An analysis of how the bonding and impact fund would work was developed by Uday Varadarajan, a principal in the energy finance program at the Climate Policy Initiative, a non-profit think tank.

“For an asset retired 20 years before its scheduled retirement date, our analysis suggests that for every $100 million in unrecovered costs securitized, ratepayers can save roughly $50-$57 million . . . relative to business as usual (i.e. return on and of capital to the utility for the $100 million over the remaining 20 year life),” Varadarajan wrote in an email.

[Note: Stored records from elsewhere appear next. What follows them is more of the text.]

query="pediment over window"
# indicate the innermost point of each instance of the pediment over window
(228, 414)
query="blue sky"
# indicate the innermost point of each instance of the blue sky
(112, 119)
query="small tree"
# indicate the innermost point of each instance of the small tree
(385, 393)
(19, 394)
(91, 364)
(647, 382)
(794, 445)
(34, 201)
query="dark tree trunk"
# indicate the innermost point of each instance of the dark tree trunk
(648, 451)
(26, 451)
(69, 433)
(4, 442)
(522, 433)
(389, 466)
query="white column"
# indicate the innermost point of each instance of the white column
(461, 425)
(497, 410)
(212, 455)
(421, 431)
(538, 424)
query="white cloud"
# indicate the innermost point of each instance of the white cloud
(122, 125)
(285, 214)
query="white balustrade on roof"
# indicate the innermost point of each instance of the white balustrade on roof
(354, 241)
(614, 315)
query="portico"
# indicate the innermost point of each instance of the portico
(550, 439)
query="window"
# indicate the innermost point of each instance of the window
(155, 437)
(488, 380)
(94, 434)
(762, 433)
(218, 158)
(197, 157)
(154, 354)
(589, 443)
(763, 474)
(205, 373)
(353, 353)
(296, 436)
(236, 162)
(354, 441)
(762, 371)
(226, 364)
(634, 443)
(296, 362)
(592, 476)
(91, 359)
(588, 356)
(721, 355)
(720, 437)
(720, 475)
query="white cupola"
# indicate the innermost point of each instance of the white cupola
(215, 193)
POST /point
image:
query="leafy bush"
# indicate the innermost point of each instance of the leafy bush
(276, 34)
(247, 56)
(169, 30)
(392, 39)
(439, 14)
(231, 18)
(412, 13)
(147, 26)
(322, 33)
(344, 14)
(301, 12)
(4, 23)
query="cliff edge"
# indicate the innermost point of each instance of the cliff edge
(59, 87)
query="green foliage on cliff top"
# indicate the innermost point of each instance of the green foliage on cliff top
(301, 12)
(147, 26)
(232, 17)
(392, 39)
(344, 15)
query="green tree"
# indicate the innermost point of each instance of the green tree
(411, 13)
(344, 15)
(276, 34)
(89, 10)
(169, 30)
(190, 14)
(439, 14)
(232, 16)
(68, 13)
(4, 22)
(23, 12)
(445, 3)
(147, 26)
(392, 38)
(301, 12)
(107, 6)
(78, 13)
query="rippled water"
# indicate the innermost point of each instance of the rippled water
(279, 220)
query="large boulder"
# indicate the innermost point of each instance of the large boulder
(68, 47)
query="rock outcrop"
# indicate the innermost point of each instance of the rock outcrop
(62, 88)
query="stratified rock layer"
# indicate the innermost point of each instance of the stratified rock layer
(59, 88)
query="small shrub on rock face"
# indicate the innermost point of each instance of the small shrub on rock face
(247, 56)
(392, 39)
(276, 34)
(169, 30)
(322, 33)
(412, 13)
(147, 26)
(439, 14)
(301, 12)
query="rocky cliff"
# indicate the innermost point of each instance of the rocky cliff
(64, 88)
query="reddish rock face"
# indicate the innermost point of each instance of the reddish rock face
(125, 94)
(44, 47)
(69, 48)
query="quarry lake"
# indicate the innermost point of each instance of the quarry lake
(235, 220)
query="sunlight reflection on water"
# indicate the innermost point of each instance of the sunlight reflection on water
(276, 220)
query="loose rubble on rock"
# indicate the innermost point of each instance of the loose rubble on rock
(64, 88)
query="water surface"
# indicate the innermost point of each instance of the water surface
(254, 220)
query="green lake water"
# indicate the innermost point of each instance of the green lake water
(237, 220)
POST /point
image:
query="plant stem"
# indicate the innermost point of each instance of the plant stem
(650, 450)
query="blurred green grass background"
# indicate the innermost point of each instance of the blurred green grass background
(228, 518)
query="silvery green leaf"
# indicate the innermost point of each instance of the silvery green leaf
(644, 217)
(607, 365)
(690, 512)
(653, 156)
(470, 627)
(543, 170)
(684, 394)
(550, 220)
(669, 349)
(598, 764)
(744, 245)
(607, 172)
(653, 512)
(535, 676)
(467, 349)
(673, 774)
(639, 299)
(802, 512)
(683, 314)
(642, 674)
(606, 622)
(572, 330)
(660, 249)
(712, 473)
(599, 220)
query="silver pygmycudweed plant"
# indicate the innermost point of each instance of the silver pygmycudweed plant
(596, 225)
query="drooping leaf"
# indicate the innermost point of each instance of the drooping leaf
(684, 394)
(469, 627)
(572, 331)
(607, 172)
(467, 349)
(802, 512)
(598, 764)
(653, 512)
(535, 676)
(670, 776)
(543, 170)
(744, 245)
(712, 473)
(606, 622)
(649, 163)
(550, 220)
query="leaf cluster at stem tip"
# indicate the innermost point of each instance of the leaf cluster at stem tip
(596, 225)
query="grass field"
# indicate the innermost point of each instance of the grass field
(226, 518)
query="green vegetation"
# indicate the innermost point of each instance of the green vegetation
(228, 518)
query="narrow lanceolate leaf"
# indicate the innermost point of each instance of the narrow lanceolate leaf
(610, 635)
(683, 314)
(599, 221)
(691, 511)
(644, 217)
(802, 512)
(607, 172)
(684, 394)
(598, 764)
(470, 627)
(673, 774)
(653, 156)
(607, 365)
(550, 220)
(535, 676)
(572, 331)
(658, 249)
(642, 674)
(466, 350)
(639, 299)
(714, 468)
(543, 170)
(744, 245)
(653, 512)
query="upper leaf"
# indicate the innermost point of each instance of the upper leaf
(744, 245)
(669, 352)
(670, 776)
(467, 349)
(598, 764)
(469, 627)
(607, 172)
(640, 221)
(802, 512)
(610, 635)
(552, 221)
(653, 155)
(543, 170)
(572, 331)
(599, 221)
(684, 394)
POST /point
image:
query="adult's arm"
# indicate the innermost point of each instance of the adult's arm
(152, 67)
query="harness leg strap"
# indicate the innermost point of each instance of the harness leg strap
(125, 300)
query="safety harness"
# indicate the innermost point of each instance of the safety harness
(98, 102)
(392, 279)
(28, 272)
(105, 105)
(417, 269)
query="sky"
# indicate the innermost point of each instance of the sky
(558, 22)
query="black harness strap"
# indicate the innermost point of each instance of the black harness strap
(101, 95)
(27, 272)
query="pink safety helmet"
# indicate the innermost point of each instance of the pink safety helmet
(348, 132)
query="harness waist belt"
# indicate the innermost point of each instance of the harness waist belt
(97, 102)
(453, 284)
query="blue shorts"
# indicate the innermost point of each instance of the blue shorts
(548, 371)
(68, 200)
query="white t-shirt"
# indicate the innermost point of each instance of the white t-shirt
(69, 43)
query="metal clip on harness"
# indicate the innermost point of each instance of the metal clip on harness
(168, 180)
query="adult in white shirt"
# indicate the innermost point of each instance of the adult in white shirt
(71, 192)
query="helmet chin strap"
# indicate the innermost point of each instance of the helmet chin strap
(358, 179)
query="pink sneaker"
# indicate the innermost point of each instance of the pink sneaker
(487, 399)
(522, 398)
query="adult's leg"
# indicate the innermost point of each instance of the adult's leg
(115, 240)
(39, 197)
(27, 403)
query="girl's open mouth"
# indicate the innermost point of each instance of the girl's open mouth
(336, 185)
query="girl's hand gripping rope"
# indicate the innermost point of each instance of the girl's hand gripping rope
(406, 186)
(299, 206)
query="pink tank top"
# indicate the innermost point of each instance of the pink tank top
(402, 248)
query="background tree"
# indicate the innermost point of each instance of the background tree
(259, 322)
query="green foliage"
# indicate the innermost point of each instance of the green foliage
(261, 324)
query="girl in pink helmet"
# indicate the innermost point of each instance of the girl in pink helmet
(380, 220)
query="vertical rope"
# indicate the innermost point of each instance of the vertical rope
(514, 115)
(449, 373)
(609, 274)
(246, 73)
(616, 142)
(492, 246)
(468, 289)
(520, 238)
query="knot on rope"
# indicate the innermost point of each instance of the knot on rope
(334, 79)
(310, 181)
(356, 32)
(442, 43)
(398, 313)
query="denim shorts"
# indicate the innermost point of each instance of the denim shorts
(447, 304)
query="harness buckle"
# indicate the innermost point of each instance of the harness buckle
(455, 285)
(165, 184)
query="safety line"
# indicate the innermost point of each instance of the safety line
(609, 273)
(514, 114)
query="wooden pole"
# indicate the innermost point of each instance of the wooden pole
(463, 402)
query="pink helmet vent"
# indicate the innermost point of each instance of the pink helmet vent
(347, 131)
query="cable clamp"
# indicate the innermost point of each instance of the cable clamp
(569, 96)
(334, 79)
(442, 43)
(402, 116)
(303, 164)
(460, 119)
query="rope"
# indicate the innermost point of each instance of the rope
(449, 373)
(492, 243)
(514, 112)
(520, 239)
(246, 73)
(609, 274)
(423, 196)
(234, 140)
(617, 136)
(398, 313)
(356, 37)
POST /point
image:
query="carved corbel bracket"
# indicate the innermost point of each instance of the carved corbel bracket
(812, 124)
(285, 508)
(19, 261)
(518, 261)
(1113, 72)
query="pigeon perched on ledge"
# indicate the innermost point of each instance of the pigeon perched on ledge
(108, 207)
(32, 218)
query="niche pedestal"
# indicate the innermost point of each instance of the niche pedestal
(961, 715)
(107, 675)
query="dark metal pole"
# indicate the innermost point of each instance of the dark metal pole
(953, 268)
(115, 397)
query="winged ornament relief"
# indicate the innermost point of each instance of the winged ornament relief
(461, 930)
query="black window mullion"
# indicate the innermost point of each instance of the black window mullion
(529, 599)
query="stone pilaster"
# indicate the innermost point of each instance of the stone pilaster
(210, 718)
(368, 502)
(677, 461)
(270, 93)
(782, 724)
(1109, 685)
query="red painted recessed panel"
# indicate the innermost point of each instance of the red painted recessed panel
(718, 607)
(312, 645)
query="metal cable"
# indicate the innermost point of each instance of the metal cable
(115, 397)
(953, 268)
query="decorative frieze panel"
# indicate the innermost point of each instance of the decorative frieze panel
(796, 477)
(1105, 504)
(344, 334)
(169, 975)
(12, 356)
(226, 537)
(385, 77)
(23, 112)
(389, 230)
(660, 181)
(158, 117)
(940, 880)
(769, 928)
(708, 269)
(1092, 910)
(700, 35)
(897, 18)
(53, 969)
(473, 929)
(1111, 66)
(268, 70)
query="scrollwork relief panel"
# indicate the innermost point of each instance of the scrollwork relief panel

As for the development of the impact find, which would equal 15 percent of the bond proceeds, Varadarajan said, “The savings used to calculate the 15 percent for an investor-owned utility using securitization come from reduced capital costs associated with financing unrecovered balances using low cost debt financing through securitization at roughly 3 percent versus utility financing at a pre-tax effective financing cost closer to 11 percent. For the example of $100 million in unrecovered costs, securitization would result in savings of $57 million, 15 percent of which would be $8.5 million. This can then be added to the amount securitized, resulting in a $108.5 million bond offering. This still provides $50 million in ratepayer savings, but $8. 5 million of the bond proceeds are available to mitigate impacts of plant closure.”

Hansen said there are also operating savings to be gained from older, more expensive plants being replaced with cheaper alternatives.

“Older units can cost $50 a megawatt-hour, with the expense of fuel and higher maintenance costs,” he said. “Wind, solar and gas are around $35 a megawatt-hour. It is a different cost structure . . . a tremendous saving for Colorado.”

The bill was reported out of committee April 26 on an 8-to-5 vote, with Republican members of the House Transportation Committee expressing skepticism over the bill.

It was supported by the International Brotherhood of Electrical Workers, which represents workers at power plants in Colorado. The Colorado Mining Association opposed the legislation. “The bill will incentivize the retirement of coal plants,” said Dianna Orf, a spokeswoman for the association. Neither Xcel Energy nor Black Hills Energy testified. The utilities indicated that they were neutral on the bill, Hansen said.

The bill is up for consideration by the full, Democratic-controlled House. If it passes, it would go to the Republican-controlled Senate. “This could be challenging in the Senate,” Hansen said.

More of a hurdle may be the fact that time is running out as the legislature is set to adjourn on May 10. Hansen said he is ready to file the bill next session if need be.

And Varadarajan said that it is worth the effort. “The approach being pursued in Colorado could be a template for how to mitigate the impacts of power plant retirement in states across the country.”